Need something refreshing to cool you off... and need it NOW?! Forget waiting around for ice-cream to churn, chill or crystallise - this instant tropical sorbet does exactly what it says on the tin. Soft-serve sorbet, instantly... as in right this minute, ready to eat in under 2 minutes, from blender to bowl.
The trick is to keep a few portions of fruit - I use mango here, but it also works with mixed berries, pineapple, melon or watermelon - in your freezer, for occasions just like this one. Be it a heatwave, a hot flush... or simply a craving that needs satisfied right this minute, this is a handy recipe to have up your sleeve - and kids will adore it.
Serves 4
Ingredients:
400g frozen mango pieces
3 passionfruit
2 tbsp chilled coconut milk
Method:
Take the mango out of the freezer 10-15 minutes before you’re ready to start.

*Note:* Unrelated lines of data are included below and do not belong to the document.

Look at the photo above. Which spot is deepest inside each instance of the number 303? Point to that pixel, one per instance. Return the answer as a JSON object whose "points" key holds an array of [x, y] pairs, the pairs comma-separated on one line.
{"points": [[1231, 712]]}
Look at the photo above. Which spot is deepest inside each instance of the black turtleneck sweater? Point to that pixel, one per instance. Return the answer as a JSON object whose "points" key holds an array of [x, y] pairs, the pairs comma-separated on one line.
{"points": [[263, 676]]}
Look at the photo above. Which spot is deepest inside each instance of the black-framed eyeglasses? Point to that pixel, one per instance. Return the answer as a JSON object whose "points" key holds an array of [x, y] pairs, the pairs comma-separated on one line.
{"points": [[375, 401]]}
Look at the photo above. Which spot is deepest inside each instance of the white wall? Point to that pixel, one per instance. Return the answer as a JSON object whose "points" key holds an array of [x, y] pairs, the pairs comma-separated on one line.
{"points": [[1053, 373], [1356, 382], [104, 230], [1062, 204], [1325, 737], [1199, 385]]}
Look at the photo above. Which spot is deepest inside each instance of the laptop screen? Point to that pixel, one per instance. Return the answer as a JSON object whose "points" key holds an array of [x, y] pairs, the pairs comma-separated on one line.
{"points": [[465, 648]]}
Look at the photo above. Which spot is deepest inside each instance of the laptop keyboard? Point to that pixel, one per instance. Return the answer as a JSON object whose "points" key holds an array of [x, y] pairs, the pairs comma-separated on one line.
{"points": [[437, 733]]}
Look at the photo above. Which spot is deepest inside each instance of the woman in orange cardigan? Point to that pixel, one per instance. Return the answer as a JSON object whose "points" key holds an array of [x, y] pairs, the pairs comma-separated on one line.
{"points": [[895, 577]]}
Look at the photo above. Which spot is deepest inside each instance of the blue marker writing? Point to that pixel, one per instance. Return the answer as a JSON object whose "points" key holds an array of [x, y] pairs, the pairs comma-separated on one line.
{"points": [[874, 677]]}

Put the mango pieces into a blender, along with the seeds and juice of the passionfruit.
Blitz for a couple of minutes until smooth.
Add the coconut milk (you want the creamy bit from the top of the can if possible) and repeat.
Serve immediately, topped – if you want – with a few sprigs of fresh mint.
If you’re making it ahead of time, tip the sorbet into a 1-litre Tupperware or freezer-proof container, lined with cling film.
Freeze, taking it out half an hour before you want to serve it.